Photo by: S. V. Joseph

Mystery of poor lettuce-seed germination solved

  • Joseph gathered evidence that springtails are a pest of lettuce.
  • Springtails feed on lettuce seeds and seedlings.
  • Monitor for springtails in lettuce fields with potato slices.

Mystery of poor lettuce-seed germination solved

Growers in the Salinas Valley facing poor lettuce-seed germination are usually uncertain about what caused the problem. They often blame the losses on poor seed quality, planting error, irregular irrigation timing or distribution, high salt levels in soil or water, pathogens, and bulb mite or garden symphylan feeding.   

Springtails were not on the list, but lately were found associated with poorly germinating lettuce, particularly during February to May in the northern part of the Salinas Valley. Young lettuce seedlings in fields with high numbers of springtails show slow or stunted growth and do not emerge in a synchronous pattern.

It is not clear if springtails collected from the soil are feeding on lettuce and contributing to the irregular lettuce stand. To answer the question, Area IPM Advisor Shimat Joseph documented the ability of springtails to injure germinating seeds of lettuce in the laboratory and field. He also characterized the feeding injury of springtails on germinating seeds and seedlings of lettuce.

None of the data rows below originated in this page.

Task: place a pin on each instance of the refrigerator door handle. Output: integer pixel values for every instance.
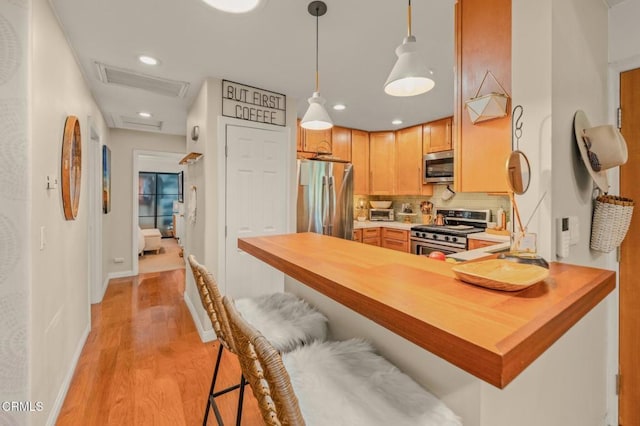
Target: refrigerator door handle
(332, 196)
(325, 204)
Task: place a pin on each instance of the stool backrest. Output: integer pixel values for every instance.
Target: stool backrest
(263, 368)
(212, 302)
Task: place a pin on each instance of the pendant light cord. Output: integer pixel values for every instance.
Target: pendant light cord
(317, 46)
(409, 20)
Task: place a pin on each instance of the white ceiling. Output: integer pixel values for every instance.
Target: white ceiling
(272, 48)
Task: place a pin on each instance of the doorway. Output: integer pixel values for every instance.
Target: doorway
(629, 290)
(256, 205)
(154, 161)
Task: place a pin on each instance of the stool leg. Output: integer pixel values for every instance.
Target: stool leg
(240, 401)
(213, 383)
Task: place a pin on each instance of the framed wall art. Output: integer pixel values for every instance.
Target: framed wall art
(106, 179)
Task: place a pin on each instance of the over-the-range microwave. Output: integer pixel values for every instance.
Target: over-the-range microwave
(385, 215)
(437, 167)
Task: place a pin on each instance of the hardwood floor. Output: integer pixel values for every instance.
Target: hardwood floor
(144, 364)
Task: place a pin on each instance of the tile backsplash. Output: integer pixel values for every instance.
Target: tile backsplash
(467, 200)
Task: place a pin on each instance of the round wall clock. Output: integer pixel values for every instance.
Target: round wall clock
(71, 167)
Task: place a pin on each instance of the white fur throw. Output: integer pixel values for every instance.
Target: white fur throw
(345, 383)
(285, 320)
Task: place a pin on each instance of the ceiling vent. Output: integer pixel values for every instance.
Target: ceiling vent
(135, 123)
(122, 77)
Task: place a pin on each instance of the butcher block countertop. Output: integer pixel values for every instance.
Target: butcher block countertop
(491, 334)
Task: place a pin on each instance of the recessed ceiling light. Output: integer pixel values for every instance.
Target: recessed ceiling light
(234, 6)
(148, 60)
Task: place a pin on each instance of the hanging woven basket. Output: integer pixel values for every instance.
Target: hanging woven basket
(611, 220)
(487, 107)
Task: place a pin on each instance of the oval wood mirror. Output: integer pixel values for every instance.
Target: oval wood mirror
(518, 172)
(71, 167)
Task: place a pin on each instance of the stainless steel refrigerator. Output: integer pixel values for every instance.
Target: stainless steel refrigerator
(325, 198)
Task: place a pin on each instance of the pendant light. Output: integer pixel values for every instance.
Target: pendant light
(316, 117)
(409, 76)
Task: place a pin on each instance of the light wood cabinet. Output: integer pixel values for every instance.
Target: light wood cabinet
(439, 135)
(396, 239)
(409, 161)
(474, 244)
(360, 161)
(341, 143)
(371, 236)
(317, 140)
(314, 141)
(382, 160)
(483, 42)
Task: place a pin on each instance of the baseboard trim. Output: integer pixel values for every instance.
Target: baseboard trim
(121, 274)
(205, 335)
(64, 388)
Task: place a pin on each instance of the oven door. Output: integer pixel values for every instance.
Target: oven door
(423, 248)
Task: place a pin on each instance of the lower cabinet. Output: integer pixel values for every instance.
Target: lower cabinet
(396, 239)
(474, 244)
(371, 236)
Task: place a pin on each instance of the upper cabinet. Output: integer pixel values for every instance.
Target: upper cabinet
(382, 158)
(360, 161)
(341, 143)
(409, 162)
(483, 43)
(439, 135)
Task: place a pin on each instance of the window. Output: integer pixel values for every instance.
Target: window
(157, 193)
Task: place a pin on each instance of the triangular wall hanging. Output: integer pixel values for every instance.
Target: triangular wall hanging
(487, 107)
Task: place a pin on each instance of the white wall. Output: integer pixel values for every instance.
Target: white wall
(624, 31)
(201, 236)
(118, 224)
(59, 303)
(15, 193)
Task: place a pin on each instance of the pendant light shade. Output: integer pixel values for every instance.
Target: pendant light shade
(233, 6)
(316, 117)
(410, 75)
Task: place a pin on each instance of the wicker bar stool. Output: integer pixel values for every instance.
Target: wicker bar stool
(331, 383)
(286, 320)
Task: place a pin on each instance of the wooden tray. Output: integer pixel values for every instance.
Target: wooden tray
(500, 274)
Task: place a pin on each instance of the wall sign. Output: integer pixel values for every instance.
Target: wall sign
(253, 104)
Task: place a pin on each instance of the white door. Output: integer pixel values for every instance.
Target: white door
(256, 205)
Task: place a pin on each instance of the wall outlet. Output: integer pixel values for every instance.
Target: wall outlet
(574, 230)
(43, 239)
(52, 182)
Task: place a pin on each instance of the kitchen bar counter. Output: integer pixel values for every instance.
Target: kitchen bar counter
(491, 334)
(382, 224)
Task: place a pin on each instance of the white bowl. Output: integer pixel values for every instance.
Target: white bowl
(380, 204)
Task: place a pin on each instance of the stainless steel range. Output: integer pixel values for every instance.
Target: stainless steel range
(451, 237)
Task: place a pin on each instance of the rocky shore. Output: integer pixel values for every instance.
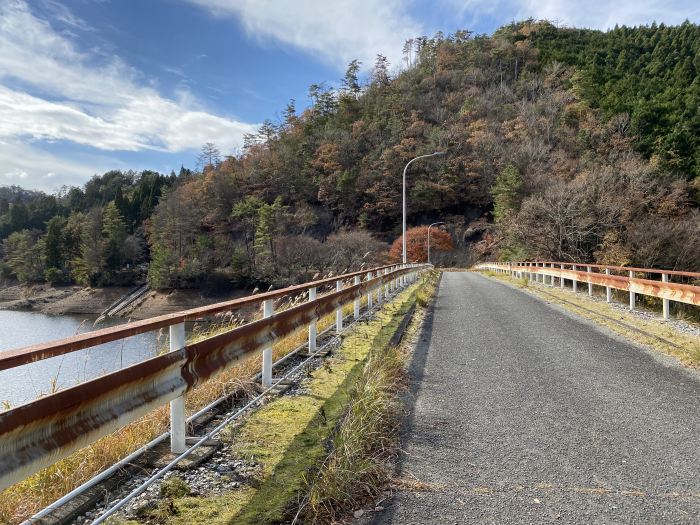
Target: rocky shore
(67, 300)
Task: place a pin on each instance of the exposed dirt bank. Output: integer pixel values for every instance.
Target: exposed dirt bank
(63, 300)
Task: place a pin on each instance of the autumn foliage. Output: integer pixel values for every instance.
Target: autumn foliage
(417, 244)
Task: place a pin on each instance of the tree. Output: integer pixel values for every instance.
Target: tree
(350, 81)
(114, 232)
(380, 73)
(209, 157)
(417, 244)
(23, 254)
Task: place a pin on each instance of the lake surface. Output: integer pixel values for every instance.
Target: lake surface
(26, 383)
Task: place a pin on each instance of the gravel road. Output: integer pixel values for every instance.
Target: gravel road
(524, 413)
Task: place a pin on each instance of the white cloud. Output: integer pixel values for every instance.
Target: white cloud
(22, 163)
(596, 14)
(50, 90)
(336, 31)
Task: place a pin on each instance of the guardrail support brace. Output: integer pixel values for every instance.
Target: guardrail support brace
(268, 310)
(339, 310)
(312, 324)
(664, 278)
(177, 406)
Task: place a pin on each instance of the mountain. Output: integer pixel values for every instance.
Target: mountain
(561, 143)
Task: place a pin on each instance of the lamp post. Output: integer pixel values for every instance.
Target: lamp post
(403, 229)
(433, 224)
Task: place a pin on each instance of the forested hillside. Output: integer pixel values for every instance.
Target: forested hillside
(561, 143)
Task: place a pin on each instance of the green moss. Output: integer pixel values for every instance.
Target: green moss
(288, 436)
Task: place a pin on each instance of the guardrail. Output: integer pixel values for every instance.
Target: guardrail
(40, 433)
(605, 276)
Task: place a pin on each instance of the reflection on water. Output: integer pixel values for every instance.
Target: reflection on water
(22, 384)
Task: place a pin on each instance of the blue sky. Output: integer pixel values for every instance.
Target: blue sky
(92, 85)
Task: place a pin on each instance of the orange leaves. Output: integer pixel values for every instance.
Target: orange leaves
(417, 244)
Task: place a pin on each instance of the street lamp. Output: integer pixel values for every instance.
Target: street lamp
(404, 197)
(433, 224)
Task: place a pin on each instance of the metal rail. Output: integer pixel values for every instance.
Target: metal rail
(40, 433)
(664, 289)
(29, 354)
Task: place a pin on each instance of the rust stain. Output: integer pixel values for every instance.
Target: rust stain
(29, 354)
(37, 434)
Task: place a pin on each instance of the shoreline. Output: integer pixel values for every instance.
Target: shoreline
(77, 300)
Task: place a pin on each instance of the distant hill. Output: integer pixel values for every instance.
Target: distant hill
(561, 143)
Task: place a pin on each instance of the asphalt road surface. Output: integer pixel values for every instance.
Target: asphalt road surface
(524, 413)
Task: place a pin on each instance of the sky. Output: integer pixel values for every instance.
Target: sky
(92, 85)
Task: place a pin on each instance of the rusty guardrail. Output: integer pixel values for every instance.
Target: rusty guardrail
(631, 283)
(37, 434)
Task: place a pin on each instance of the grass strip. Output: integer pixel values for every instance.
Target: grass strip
(289, 437)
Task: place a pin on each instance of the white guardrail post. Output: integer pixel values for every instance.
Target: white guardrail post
(551, 277)
(561, 279)
(369, 294)
(356, 312)
(632, 296)
(268, 311)
(178, 421)
(664, 278)
(312, 325)
(339, 310)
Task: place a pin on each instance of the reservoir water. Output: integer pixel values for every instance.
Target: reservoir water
(26, 383)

“Springtails can feed on germinating lettuce seeds or young seedlings, resulting in a reduction in lettuce growth,” says Joseph of his research results. 

In the laboratory experiments, springtails fed on seeds and young seedlings. Springtail feeding allowed the seedling to survive but affected the normal development of the plant.

In the field, Joseph observed that springtail numbers increased when the field was recently irrigated or after a rain event. In the Salinas Valley, before the lettuce seeds are planted, fields are watered deeply and irrigation continues for at least three weeks after planting. This cultural practice, which maintains high moisture levels for seed germination, might favor fast buildup of springtails. In his study, springtail captures were greater immediately after irrigation. Reduced lettuce yield was noted in these fields compared to lettuce fields treated with a pesticide.

Joseph’s study clearly demonstrates that springtails are an important pest of lettuce and are capable of reducing the crop stand. Monitoring is the key to determine the presence and numbers of springtails. Potato slices are typically used to detect the presence of garden symphylans in the field. Joseph determined this technique is also effective for monitoring springtails. Future research will evaluate insecticide application timing and action thresholds.

Growers now know they have another pest to consider if their lettuce seeds are not germinating properly. Joseph’s research will develop an IPM program for managing springtails. He has already identified a way to monitor springtail numbers. Using IPM can reduce springtail numbers and ensure healthy lettuce plants for harvest.

 Photo by: S. V. Joseph
The value of lettuce is estimated to be $1.3 billion in the Salinas Valley.
 Photo by: S. V. Joseph
These very small insects are less that 1/16 inch long and live in the soil. Springtails are wingless, jump and favor moist soil.